Approximately a week has passed since Disney, Warner Bros. Discovery, and Fox announced a new joint venture to deliver live sports outside of traditional cable packages, leaving pay TV distributors scrambling to assess how disruptive this new service will be.
The primary concern for distributors like Comcast, Charter, and DirecTV is whether they will be permitted to offer the same slimmed-down bundle of linear networks that Disney, Warner Bros. Discovery, and Fox have planned for consumers later this fall.
This bundle is expected to include ABC, ESPN, ESPN2, TNT, TBS, Fox, FS1, FS2, and other sports-oriented cable channels.
If Disney, Warner Bros. Discovery, and Fox permit distributors to provide this same bundle alongside the conventional cable package, the impact of the joint venture might be minimal. However, this could undermine the very purpose of the new service.

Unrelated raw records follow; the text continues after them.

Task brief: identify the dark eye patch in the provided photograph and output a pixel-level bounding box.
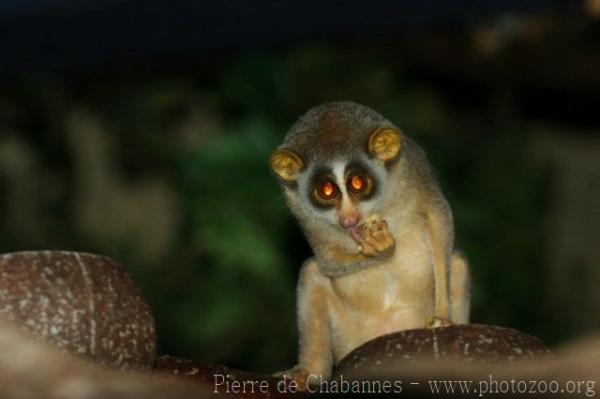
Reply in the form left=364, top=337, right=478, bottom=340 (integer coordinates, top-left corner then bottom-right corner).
left=307, top=166, right=338, bottom=209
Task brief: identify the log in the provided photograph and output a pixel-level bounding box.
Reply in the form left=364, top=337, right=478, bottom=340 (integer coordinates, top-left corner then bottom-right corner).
left=334, top=324, right=551, bottom=376
left=0, top=251, right=156, bottom=370
left=328, top=324, right=598, bottom=397
left=0, top=319, right=208, bottom=399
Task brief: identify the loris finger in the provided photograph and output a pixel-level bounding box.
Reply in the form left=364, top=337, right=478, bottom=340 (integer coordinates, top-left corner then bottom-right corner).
left=363, top=234, right=390, bottom=253
left=359, top=242, right=378, bottom=257
left=377, top=220, right=389, bottom=233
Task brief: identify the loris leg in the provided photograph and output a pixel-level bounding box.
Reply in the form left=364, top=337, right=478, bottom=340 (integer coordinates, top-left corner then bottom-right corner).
left=425, top=208, right=453, bottom=328
left=450, top=251, right=470, bottom=324
left=276, top=259, right=332, bottom=390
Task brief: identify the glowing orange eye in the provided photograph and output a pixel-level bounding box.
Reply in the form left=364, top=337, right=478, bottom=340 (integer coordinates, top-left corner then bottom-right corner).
left=348, top=174, right=370, bottom=195
left=321, top=181, right=335, bottom=198
left=351, top=175, right=364, bottom=191
left=315, top=181, right=338, bottom=202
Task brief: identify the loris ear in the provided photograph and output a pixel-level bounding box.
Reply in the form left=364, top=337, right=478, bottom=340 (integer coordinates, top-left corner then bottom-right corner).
left=270, top=149, right=304, bottom=182
left=368, top=127, right=402, bottom=162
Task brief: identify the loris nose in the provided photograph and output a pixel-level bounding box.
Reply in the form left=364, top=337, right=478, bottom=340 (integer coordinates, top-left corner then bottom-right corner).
left=339, top=199, right=361, bottom=228
left=339, top=213, right=361, bottom=228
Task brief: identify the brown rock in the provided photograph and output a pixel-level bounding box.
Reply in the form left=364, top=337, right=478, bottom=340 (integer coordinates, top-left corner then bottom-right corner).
left=334, top=324, right=551, bottom=378
left=0, top=251, right=156, bottom=370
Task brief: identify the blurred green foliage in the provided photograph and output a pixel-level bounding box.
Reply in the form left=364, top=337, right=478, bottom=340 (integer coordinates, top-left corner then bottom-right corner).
left=0, top=43, right=559, bottom=372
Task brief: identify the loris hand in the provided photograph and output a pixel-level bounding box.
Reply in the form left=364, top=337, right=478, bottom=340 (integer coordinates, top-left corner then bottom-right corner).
left=354, top=216, right=395, bottom=258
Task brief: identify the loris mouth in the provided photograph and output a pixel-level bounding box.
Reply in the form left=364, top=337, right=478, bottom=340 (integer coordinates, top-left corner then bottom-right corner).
left=348, top=226, right=363, bottom=243
left=345, top=214, right=382, bottom=244
left=336, top=223, right=363, bottom=243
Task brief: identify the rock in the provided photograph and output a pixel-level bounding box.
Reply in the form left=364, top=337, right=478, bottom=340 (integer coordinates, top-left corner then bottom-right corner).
left=0, top=251, right=156, bottom=370
left=334, top=324, right=551, bottom=378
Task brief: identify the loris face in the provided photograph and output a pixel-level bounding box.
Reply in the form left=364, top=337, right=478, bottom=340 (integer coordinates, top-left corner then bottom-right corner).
left=294, top=155, right=386, bottom=240
left=270, top=102, right=403, bottom=242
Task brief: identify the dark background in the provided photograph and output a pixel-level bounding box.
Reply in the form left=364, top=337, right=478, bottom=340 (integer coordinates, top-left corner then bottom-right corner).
left=1, top=0, right=599, bottom=373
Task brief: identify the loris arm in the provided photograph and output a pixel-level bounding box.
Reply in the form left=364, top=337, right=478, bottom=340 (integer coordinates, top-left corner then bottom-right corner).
left=317, top=218, right=396, bottom=278
left=286, top=259, right=333, bottom=386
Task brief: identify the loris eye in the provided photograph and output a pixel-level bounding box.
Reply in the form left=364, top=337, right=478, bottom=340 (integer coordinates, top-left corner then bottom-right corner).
left=315, top=181, right=339, bottom=202
left=347, top=174, right=372, bottom=195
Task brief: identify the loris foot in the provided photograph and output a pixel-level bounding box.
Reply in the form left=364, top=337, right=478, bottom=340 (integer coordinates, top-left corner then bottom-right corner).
left=274, top=367, right=310, bottom=391
left=426, top=316, right=452, bottom=328
left=355, top=216, right=396, bottom=258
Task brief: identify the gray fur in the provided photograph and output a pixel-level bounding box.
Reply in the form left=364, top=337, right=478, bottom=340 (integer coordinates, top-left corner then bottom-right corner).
left=279, top=101, right=395, bottom=163
left=275, top=101, right=443, bottom=276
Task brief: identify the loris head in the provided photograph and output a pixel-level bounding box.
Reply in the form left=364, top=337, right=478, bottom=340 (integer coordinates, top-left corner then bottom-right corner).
left=270, top=102, right=404, bottom=245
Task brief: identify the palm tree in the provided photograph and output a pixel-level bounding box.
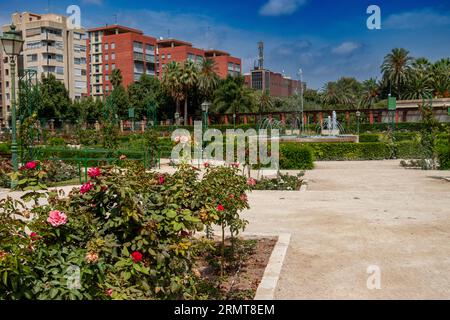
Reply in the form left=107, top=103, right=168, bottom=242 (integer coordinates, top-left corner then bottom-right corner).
left=198, top=58, right=219, bottom=102
left=360, top=78, right=380, bottom=108
left=381, top=48, right=413, bottom=98
left=403, top=72, right=433, bottom=100
left=110, top=69, right=123, bottom=88
left=412, top=57, right=431, bottom=75
left=255, top=90, right=273, bottom=120
left=179, top=60, right=199, bottom=125
left=161, top=61, right=184, bottom=123
left=321, top=81, right=340, bottom=107
left=431, top=58, right=450, bottom=98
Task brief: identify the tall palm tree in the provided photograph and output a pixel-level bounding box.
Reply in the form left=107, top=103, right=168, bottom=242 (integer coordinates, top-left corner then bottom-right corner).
left=403, top=72, right=433, bottom=100
left=431, top=58, right=450, bottom=98
left=198, top=58, right=219, bottom=102
left=161, top=61, right=184, bottom=123
left=321, top=81, right=340, bottom=107
left=360, top=78, right=380, bottom=108
left=412, top=57, right=431, bottom=75
left=256, top=91, right=273, bottom=120
left=381, top=48, right=413, bottom=99
left=180, top=60, right=199, bottom=125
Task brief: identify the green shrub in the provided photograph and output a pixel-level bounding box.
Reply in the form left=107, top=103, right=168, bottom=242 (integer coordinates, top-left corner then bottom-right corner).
left=307, top=142, right=391, bottom=160
left=280, top=143, right=314, bottom=169
left=395, top=141, right=424, bottom=159
left=393, top=132, right=418, bottom=142
left=47, top=137, right=66, bottom=147
left=0, top=143, right=10, bottom=154
left=438, top=146, right=450, bottom=170
left=359, top=134, right=380, bottom=142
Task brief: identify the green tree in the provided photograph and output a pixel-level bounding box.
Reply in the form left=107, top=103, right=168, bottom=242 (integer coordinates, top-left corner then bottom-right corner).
left=212, top=75, right=255, bottom=114
left=109, top=69, right=129, bottom=119
left=198, top=58, right=219, bottom=103
left=381, top=48, right=413, bottom=98
left=180, top=60, right=199, bottom=125
left=161, top=62, right=184, bottom=123
left=38, top=74, right=72, bottom=120
left=360, top=78, right=380, bottom=109
left=431, top=58, right=450, bottom=98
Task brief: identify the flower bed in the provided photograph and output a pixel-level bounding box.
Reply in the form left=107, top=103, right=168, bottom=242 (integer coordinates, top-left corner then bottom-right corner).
left=0, top=162, right=253, bottom=300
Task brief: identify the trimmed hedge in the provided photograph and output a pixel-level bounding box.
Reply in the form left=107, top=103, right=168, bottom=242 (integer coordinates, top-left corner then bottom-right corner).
left=305, top=142, right=392, bottom=161
left=395, top=141, right=424, bottom=159
left=359, top=133, right=380, bottom=142
left=393, top=132, right=418, bottom=142
left=279, top=143, right=314, bottom=169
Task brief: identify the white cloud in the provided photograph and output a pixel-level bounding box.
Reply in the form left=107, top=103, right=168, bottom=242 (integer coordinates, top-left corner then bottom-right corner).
left=259, top=0, right=307, bottom=16
left=384, top=8, right=450, bottom=30
left=331, top=41, right=361, bottom=55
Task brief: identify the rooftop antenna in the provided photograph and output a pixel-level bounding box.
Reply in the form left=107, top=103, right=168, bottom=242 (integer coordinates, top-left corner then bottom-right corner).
left=258, top=41, right=264, bottom=69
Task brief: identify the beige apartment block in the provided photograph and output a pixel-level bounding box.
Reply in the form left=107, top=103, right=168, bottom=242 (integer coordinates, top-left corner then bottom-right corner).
left=1, top=12, right=87, bottom=125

In 2023, Charter began offering a cable package excluding sports, aiming to reduce costs for customers interested only in news and entertainment.
While offering sports only to those who want to watch it benefits distributors, it can be detrimental to programmers, who rely on revenue from households that pay for sports channels even if they do not watch them.

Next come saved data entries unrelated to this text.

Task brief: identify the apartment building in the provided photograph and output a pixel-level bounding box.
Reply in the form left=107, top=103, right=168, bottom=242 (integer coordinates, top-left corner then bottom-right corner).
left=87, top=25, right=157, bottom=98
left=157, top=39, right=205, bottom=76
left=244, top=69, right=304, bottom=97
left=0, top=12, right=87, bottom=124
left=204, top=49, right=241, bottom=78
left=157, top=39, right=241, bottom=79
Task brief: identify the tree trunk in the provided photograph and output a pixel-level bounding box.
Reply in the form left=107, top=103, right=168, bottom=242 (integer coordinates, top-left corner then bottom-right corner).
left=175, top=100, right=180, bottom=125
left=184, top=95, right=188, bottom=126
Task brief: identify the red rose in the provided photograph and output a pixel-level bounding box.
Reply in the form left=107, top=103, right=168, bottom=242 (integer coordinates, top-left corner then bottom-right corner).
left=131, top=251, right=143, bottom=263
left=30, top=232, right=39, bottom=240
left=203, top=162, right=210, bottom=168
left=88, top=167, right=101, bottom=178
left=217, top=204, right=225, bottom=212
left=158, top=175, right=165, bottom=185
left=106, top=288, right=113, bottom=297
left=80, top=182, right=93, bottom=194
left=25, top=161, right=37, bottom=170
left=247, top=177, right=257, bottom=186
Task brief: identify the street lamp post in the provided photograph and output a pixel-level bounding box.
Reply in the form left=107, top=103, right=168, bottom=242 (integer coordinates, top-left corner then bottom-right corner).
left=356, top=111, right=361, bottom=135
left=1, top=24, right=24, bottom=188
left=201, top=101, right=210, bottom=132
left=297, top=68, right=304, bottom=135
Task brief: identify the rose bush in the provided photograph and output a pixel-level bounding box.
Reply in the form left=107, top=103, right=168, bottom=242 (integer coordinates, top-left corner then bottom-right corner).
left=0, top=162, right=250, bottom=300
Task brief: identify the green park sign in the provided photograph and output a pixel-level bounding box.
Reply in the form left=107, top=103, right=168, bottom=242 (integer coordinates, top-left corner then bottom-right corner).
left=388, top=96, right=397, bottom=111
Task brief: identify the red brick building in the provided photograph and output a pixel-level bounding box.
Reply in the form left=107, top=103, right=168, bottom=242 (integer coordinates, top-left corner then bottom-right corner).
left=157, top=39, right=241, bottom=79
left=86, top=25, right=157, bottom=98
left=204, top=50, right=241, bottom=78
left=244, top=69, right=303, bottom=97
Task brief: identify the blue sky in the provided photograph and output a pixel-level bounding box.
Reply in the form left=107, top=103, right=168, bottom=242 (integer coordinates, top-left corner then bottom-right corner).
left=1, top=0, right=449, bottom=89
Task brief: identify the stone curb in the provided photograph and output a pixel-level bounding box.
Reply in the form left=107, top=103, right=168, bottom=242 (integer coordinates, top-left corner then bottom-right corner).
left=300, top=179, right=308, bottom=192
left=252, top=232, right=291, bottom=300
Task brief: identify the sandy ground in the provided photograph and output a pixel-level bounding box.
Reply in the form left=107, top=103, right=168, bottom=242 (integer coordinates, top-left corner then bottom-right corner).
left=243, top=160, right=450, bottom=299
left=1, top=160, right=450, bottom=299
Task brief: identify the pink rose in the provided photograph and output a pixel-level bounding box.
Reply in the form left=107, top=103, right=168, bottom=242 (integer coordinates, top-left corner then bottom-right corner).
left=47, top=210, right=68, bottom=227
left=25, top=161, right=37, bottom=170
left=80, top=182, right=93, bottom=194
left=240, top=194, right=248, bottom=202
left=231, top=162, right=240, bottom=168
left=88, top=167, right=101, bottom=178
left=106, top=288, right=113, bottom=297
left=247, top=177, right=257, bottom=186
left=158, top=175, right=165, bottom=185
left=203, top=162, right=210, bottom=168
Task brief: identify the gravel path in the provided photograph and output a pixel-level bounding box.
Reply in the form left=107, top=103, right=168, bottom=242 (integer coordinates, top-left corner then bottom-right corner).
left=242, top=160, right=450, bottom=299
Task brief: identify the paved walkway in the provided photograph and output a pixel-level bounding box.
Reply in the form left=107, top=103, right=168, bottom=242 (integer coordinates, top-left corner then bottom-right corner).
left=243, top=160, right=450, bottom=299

Therefore, the new sports joint venture makes the most sense if the three media companies prevent distributors from offering the same package.
So far, the major pay TV distributors have remained publicly silent about the upcoming bundle as they continue to analyze the joint venture’s plans, according to sources who requested anonymity due to the confidential nature of the discussions.
Privately, however, Disney, Warner Bros. Discovery, and Fox have received complaints from some distributors concerned that the new bundle might lead to increased cancellations of cable TV subscriptions, according to insiders.
Typically, pay TV distributors negotiate most-favored-nation agreements with programmers, ensuring that deals with companies like Disney are consistent across various distributors, such as DirecTV and Dish.
If the sports joint venture does not allow distributors to offer the same terms as it does to retail customers, distributors might refuse to carry the networks when their contracts are up for renewal or even take legal action, according to Craig Moffett, an analyst at MoffettNathanson.
“Distributors have long sought the ability to offer cheaper, more streamlined bundles that separate costly sports programming from less expensive non-sports content, but have consistently faced resistance,” Moffett said.
“This could potentially breach most-favored-nation clauses, which prevent programmers from offering better terms to other distributors, including a joint venture formed by the programmers themselves. Lawsuits could be a likely outcome.”
Disney, Warner Bros. Discovery, and Fox heavily depend on pay TV distributors for most of their revenue.
While some, such as Charter and Comcast, might indirectly benefit from the potential success of the joint venture—particularly as the digital service would require high-speed internet, potentially boosting broadband subscriptions—others, like DirecTV, Dish, and YouTube TV, could directly lose video subscribers.
Early discussions between distributor executives and the media companies involved in the joint venture have not been extensive, largely due to the limited information available about the venture’s strategy, which remains unnamed and not yet legally formalized.
“The formation of the pay service is contingent upon negotiating definitive agreements among the parties,” Disney, Warner Bros. Discovery, and Fox stated last week.
A leader for the joint venture has not yet been officially announced, though former Apple executive Pete Distad is reportedly a leading candidate, according to sources familiar with the matter.